A flow of electrically conducting fluid in the presence of a steady magnetic field has a tendency to become quasi-two-dimensional, i.e. uniform in the direction of the magnetic field, except in thin so-called Hartmann boundary layers. The condition for this tendency is that of a strong magnetic field, corresponding to large values of the dimensionless Hartmann number ($\hbox{\it Ha} \,{\gg}\, 1$). This is analogous to the case of low-Ekman-number rotating flows, with Ekman layers replacing Hartmann layers. This has been at the origin of the homogeneous model for flows in a rotating frame of reference, with its rich structure: geostrophic contours and shear layers. In magnetohydrodynamics, the characteristic surfaces introduced by Kulikovskii (Isv. Akad. Nauk SSSR Mekh. Zhidk Gaza, vol. 3, 1968, p. 3) play a role similar to that of the geostrophic contours. However, a general theory for quasi-two-dimensional magnetohydrodynamics is lacking. In this paper, a model is proposed which provides a general framework. Not only can this model account for otherwise disconnected past results, but it is also used to predict a new type of shear layer, of typical thickness $\hbox{\it Ha}^{-1/4}$. Two practical cases are then considered: the classical problem of a fringing transverse magnetic field across a circular pipe flow, treated by Holroyd & Walker (J. Fluid Mech. vol. 84, 1978, p. 471), and the problem of a rectangular cross-section duct flow in a slowly varying transverse magnetic field.

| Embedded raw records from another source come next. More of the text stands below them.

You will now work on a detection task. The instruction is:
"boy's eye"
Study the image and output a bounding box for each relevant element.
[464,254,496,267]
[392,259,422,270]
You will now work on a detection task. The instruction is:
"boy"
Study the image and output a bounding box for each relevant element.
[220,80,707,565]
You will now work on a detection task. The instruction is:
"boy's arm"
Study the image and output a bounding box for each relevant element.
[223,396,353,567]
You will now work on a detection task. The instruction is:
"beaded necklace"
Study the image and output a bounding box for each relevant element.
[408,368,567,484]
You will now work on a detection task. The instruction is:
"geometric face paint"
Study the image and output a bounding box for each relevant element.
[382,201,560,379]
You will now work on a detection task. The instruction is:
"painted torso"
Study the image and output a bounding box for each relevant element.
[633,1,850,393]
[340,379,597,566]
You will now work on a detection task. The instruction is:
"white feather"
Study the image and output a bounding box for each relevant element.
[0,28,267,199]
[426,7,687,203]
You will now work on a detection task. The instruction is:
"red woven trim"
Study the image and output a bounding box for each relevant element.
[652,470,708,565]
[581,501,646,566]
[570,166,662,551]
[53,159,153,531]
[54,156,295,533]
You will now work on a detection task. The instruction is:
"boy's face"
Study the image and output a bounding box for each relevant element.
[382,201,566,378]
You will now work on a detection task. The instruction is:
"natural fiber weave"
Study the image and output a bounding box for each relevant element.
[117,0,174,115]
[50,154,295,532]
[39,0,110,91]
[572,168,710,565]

For the first problem, the existence of thick shear layers of dimensionless thickness of order of magnitude $\hbox{\it Ha}^{-1/4}$ explains why the flow expected at large Hartmann number was not observed in experiments. The second problem exemplifies a situation where an analytical solution had been obtained in the past Walker & Ludford (J. Fluid Mech. vol. 56, 1972, p. 481) for the so-called ‘M-shaped’ velocity profile, which is here understood as an aspect of general quasi-two-dimensional magnetohydrodynamics.